ハチミツ売りの少年

2012−10−07

アリオン・メッセージの中で、一番出すタイミングの難しかったAMA族のことについてをアップし終えて、かなりの脱力感があります。

皆さんがしっかりとブログを読んでくださっている事を知り、さらに私の細かい心情まで察してくださる方もいて、こちらも真剣に取り組ませていただきました。

今年に入って、特に後半あたりから、同じ思いやトピックが他のブログでもシンクロするようになり、意識が一つにそろいつつあるなという感を強くしています。

 

32個のメトロノームの同期 : これは、32個のメトロノームをばらばらに鳴らしてもやがて一つにリズムを刻む同期現象についての実験です。不思議ですが、波動という形で微調整されるんですね。

 

残念ながら、世界は今パンドラの蓋を開けてしまったように、あちこちで不協和音が奏でられていますが、この調和を乱す結果が意図的なものなので、人間は同期が難しい。
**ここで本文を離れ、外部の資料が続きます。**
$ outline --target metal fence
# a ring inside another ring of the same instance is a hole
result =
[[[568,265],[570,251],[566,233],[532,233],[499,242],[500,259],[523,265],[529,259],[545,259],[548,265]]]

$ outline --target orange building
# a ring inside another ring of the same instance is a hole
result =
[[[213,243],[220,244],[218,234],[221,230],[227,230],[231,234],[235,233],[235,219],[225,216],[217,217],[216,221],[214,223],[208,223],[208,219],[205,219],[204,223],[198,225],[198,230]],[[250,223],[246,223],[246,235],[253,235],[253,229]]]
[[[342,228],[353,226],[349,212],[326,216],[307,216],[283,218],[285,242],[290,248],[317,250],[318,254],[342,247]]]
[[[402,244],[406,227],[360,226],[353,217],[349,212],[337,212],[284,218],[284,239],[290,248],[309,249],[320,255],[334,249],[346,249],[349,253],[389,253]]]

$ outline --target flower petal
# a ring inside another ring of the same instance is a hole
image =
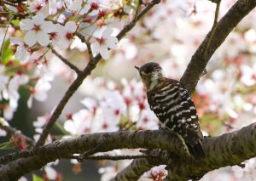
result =
[[[24,37],[24,42],[29,47],[33,46],[37,42],[36,31],[27,31]]]
[[[110,48],[116,48],[118,42],[119,42],[118,38],[114,37],[110,37],[106,41],[107,47]]]
[[[23,20],[20,20],[20,27],[23,31],[30,31],[31,29],[32,29],[34,27],[34,24],[32,20],[25,19]]]
[[[112,32],[113,32],[113,29],[108,27],[108,28],[103,31],[102,37],[104,37],[104,38],[108,38],[108,37],[110,37],[110,35],[112,34]]]
[[[41,25],[41,29],[44,32],[49,33],[53,32],[55,30],[55,26],[51,21],[44,21]]]
[[[100,43],[98,42],[95,42],[91,44],[91,51],[93,56],[96,56],[100,52]]]
[[[107,47],[101,47],[100,48],[100,54],[103,59],[108,59],[109,58],[109,50]]]
[[[36,25],[40,25],[44,23],[44,15],[42,13],[37,14],[34,17],[32,17],[32,22]]]
[[[76,23],[74,21],[68,21],[65,25],[65,29],[68,32],[74,32],[77,30],[77,25],[76,25]]]
[[[39,31],[37,32],[37,40],[39,42],[39,44],[44,47],[47,46],[49,42],[49,38],[48,34],[46,34],[43,31]]]

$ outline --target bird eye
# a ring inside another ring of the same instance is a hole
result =
[[[145,74],[149,74],[150,72],[152,72],[154,71],[153,67],[148,67],[147,69],[144,70],[144,73]]]

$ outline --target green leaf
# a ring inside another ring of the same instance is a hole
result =
[[[14,57],[12,54],[12,49],[9,45],[9,40],[5,41],[3,44],[1,54],[2,64],[6,65]]]
[[[32,180],[33,181],[44,181],[43,178],[41,178],[36,174],[32,174]]]

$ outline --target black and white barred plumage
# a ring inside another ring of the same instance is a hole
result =
[[[150,109],[168,130],[176,133],[185,143],[189,154],[204,157],[199,119],[188,90],[177,81],[162,75],[157,63],[136,67],[147,89]]]

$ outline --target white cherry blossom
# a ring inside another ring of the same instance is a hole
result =
[[[100,54],[104,59],[109,58],[109,49],[117,47],[119,40],[117,37],[111,36],[113,29],[108,27],[102,33],[101,37],[96,38],[96,41],[91,44],[93,55]]]
[[[51,85],[48,80],[44,78],[39,79],[35,86],[35,88],[31,88],[31,96],[27,100],[27,106],[32,107],[32,98],[36,100],[43,102],[47,99],[47,92],[50,89]]]
[[[55,26],[50,21],[44,21],[44,15],[42,13],[37,14],[32,19],[25,19],[20,22],[20,27],[23,31],[27,31],[24,37],[24,42],[29,46],[33,46],[38,42],[42,46],[49,43],[49,34],[52,32]]]
[[[74,21],[68,21],[65,26],[57,25],[55,31],[58,32],[60,38],[54,41],[54,45],[60,48],[67,49],[74,38],[74,32],[77,30],[77,25]]]
[[[26,43],[17,37],[10,37],[10,42],[18,45],[15,52],[15,58],[21,62],[27,62],[31,56],[31,51]]]
[[[79,135],[90,133],[91,128],[92,114],[85,110],[80,110],[72,116],[72,120],[64,123],[64,128],[73,135]]]

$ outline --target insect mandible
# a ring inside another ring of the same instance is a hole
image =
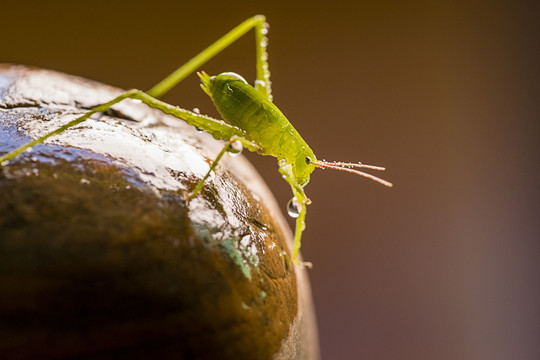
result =
[[[240,75],[231,72],[225,72],[217,76],[208,76],[204,72],[197,73],[202,81],[202,89],[210,96],[223,120],[217,120],[158,100],[173,86],[197,71],[208,60],[251,29],[255,31],[256,47],[256,80],[254,86],[248,84]],[[219,160],[234,146],[241,145],[261,155],[271,155],[277,158],[279,172],[285,181],[289,183],[293,192],[293,198],[288,207],[289,213],[294,214],[296,217],[292,257],[295,262],[298,262],[300,240],[305,229],[306,206],[311,203],[304,193],[304,187],[309,182],[309,177],[315,168],[347,171],[370,178],[385,186],[391,187],[392,184],[358,170],[358,168],[384,170],[382,167],[362,163],[326,162],[315,157],[311,148],[272,102],[268,54],[266,51],[268,44],[267,33],[268,24],[265,17],[262,15],[251,17],[179,67],[148,92],[145,93],[140,90],[126,91],[111,101],[92,108],[86,114],[43,137],[32,140],[3,155],[0,157],[0,164],[15,158],[32,146],[43,143],[49,137],[80,124],[93,114],[103,113],[124,99],[140,100],[152,108],[180,118],[186,123],[212,134],[216,139],[226,140],[225,146],[211,163],[206,175],[191,193],[187,194],[186,199],[198,194]]]

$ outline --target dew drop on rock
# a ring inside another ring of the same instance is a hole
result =
[[[293,197],[287,203],[287,213],[290,217],[297,218],[300,216],[300,211],[302,211],[302,203],[300,203],[296,197]]]
[[[237,156],[242,153],[243,149],[244,146],[242,145],[242,142],[240,140],[235,140],[231,143],[227,151],[229,152],[230,156]]]

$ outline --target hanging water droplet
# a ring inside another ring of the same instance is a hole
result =
[[[242,153],[242,150],[244,149],[244,145],[242,145],[242,142],[240,140],[235,140],[229,145],[229,149],[227,151],[229,152],[230,156],[237,156]]]
[[[297,218],[300,216],[300,212],[302,211],[302,203],[296,199],[296,197],[293,197],[289,202],[287,203],[287,213],[292,218]]]

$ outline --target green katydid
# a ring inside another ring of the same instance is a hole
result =
[[[217,76],[208,76],[204,72],[198,73],[202,81],[201,87],[210,96],[223,120],[200,115],[157,99],[251,29],[255,31],[256,46],[256,81],[254,86],[249,85],[240,75],[235,73],[228,72]],[[86,114],[43,137],[30,141],[3,155],[0,157],[0,164],[13,159],[26,149],[42,143],[49,137],[80,124],[93,114],[106,111],[124,99],[140,100],[152,108],[180,118],[186,123],[212,134],[216,139],[226,140],[225,146],[210,165],[207,174],[186,196],[187,199],[197,195],[219,160],[227,151],[231,151],[233,146],[240,145],[250,151],[262,155],[271,155],[278,159],[279,172],[291,186],[294,195],[288,207],[291,216],[296,217],[292,257],[295,261],[298,261],[300,240],[305,229],[306,206],[311,203],[304,193],[304,187],[309,182],[309,177],[316,167],[351,172],[375,180],[385,186],[392,186],[392,184],[355,169],[384,170],[382,167],[361,163],[317,160],[307,143],[272,102],[268,55],[266,52],[267,33],[268,24],[265,17],[262,15],[251,17],[179,67],[147,93],[140,90],[126,91],[111,101],[92,108]]]

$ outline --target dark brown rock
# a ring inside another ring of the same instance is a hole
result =
[[[120,90],[0,65],[0,154]],[[305,271],[247,161],[125,101],[0,169],[0,358],[311,359]]]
そしてこの経済による覇権争いが、今にも勃発しそうな気配があります。

ニュースにもなっていないのですが、アメリカの経済制裁によりイランのインフレはすさまじいようで、政府への抗議デモが連日繰り広げられているようです。

人類が生きていくのに貨幣経済という仕組みを作ってしまい、世界化してしまったために生まれた軋轢。

世界には1%の超リッチな人たちと、99%の貧しい人たちとに別れてしまったというこのシステム。多くの人がこのおかしさに気付いていけば、もっといいシステムに変えられることを知らないだけ。

それが意識なのです。

 

以前訪れたイランで目的地に向かう途中の山の中で、10歳くらいのひとりの少年と出会いました。

ちょうど休憩を入れて風に吹かれていたときで、ひょっこり現れ手にしている大きな籠の中に、瓶がたくさん入っていました。

通訳を介して 「何処から来たの?」と尋ねると、「あの山の向うから。夜明け前に家をでた」 つまり、4時間以上かけてここまで来たというのです。

その瓶の中身はハチミツでした。 家で作ってる、とのこと。

「そのハチミツはいくら?」 ガイドさんがレートを計算すると、「3000円」だと言う。

え? それはいくらなんでも高くない? その当時、イランで100ドルをイラン通貨トマンに替えると10センチくらいにもなる札束が来ました。(ものすごいオカネモチになった気分)

私たちが外国人だからかなりぼってくるんだなあ と感じてしまいました。それに、まだ誰も両替をしていなくてトマンの持ち合わせがなかったこともあり、 誰も買う人はいませんでした。

少年は悲しそうな顔をして私たちをジーッと見ていました。

あの頃は、まだ直線的な考えしか出来なかったのと数度イランを訪れているので、「ぼってる」としか思えなかったのですが、今なら直感的にこの素朴な少年がそんな大胆な発言はしないと感じたでしょう。

後で、ガイドさんの計算違いが分かり、あのハチミツは¥300(100gくらいの瓶)位だったのです。 

その値段だったら、私たちは彼の持っているありったけのハチミツを買ったでしょう。通訳に借りて買ってもよかったのです。(何より完璧な自然食品でした)

重たい瓶をぶら下げて、4時間かけて山を上り下りし、ここまで来て・・・。

後で、たとえ¥3000でも一個でも買ってあげればよかった、と思ったりしましたが、アトノマツリです。

でも、それは「同情」であり、気持ちのいい買い物にはなりません。その時に、もう一度ガイドさんに確認すればよかったと、心残りがありました。

¥300なら買って、¥3000なら買わない、か・・。物の値段。ただそこにおいてあれば、きっとみんなそう。

少しでも安く、少しでもたくさん欲しい・・そういう意識が、誰もの心にある。

機械なら大量生産によって安くなり、人が携われば時間がかかってもたくさんは出来ないので高くなる・・。

それなら少しでも人件費の安いところで機械生産すればもっとコストが安くなる・・。

産業革命により、この世界は非情になり、モノが溢れ、ごみがふえ、エネルギーを消費し、地球の資源をとりまくり、経済格差が生まれ、人は薄情になっていきました。

物々交換の時代なら、お互いの労力をもう少し認め合ったりしたかもしれません。 

 

あのハチミツ売りの少年はもう立派な青年になっているはずですが、イランの情勢を聞くたびに私は彼の悲しげな眼差しを思い出してしまいます。しかし、この地球って問題が多すぎる・・。